By PHILIP BARKER
It was 40 summers ago on a sunlit September afternoon that the crowd at Lord’s gave a standing ovation, not for a cricketer but a commentator.
The distinctive voice of John Arlott had become synonymous with cricket and the sound of summer and his fellow commentator Henry Blofeld spoke of ‘his inimitable Hampshire burr’.
In his writing and his broadcasting, Arlott came also to embody civilised human values.
Originally a poetry producer at the BBC, he began by covering India’s tour in 1946. His broadcasts were also relayed on the BBC’s overseas services, so by the time he ventured abroad he was already a celebrity.

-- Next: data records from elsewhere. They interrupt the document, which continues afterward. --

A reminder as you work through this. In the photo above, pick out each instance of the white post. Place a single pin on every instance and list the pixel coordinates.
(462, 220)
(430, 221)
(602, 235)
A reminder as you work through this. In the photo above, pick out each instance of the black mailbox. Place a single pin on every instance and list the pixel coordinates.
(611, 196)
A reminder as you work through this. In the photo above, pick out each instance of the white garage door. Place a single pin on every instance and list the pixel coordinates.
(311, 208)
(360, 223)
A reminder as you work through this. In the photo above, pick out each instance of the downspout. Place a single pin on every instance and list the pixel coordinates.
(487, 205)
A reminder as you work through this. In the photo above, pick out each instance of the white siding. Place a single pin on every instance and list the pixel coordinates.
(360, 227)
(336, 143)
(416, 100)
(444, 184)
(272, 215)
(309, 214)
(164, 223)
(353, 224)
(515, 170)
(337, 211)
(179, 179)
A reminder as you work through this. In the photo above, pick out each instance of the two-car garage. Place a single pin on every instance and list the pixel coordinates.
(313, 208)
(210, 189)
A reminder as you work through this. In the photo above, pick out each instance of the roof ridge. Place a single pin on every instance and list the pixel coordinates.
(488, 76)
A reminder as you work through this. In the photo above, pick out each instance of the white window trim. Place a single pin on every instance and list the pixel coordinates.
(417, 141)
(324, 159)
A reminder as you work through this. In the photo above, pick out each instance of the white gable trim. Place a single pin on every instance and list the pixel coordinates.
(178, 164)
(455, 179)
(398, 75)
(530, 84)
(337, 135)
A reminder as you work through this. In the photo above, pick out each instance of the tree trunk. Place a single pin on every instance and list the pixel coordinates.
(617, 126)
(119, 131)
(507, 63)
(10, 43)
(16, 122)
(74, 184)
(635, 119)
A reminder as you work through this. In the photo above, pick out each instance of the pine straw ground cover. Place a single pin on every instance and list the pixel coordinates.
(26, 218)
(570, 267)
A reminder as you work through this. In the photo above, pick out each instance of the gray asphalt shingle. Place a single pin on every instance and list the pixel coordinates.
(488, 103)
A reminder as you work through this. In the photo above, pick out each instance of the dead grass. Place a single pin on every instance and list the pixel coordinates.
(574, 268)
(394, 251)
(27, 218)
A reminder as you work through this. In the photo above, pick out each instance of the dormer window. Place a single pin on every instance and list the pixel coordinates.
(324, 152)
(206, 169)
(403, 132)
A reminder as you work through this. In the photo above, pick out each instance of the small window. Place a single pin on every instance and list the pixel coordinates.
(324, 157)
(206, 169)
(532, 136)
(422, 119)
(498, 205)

In 1948, he was sent to cover England’s tour of South Africa and local newspapers announced excitedly “The Voice is coming”.
The trip was a long one and Arlott did not attend every match, meaning he missed Denis Compton’s triple century in Benoni.

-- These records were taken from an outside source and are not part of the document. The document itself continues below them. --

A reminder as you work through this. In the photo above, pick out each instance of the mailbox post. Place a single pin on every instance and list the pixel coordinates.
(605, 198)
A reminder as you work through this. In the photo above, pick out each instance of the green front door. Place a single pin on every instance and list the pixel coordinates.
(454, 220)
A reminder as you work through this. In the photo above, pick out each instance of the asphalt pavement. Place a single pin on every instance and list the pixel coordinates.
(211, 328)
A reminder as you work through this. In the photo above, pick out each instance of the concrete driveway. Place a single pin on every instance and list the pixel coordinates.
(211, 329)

Instead he walked down Commissioner Street in Johannesburg and witnessed an African man kicked in the gutter by an Afrikaner.
A year or so later, as a panelist on the radio programme ‘Any Questions’, Arlott described the South African government as ‘Nazi’.
“Anything can happen to a native man in South Africa carrying as far as murder,” he said.
“The present government is now issuing forms to ascertain everybody’s race. They give you the blanks to fill in. You can fill yourself in as European, African, Asiatic or ‘other coloured’. The greatest credit I can claim for our party is that when asked to fill in our race on leaving the Union, we filled in on the relevant line, the word human.”
His comments were branded “political” by Pretoria which sought to ban further BBC broadcasts.
A decade later Arlott received a letter from South African cricketer Basil D’Oliveira, denied an opportunity to progress because of the colour of his skin, and helped secure him a passage to England. After a spell in league cricket ‘Dolly’ joined Worcestershire and Arlott admitted his great pride when in 1966, the name B.L. D’Oliveira appeared on a test scorecard for the first time.
Two years later, a tour of South Africa was cancelled when the Pretoria government refused to accept D’Oliveira as an England team member.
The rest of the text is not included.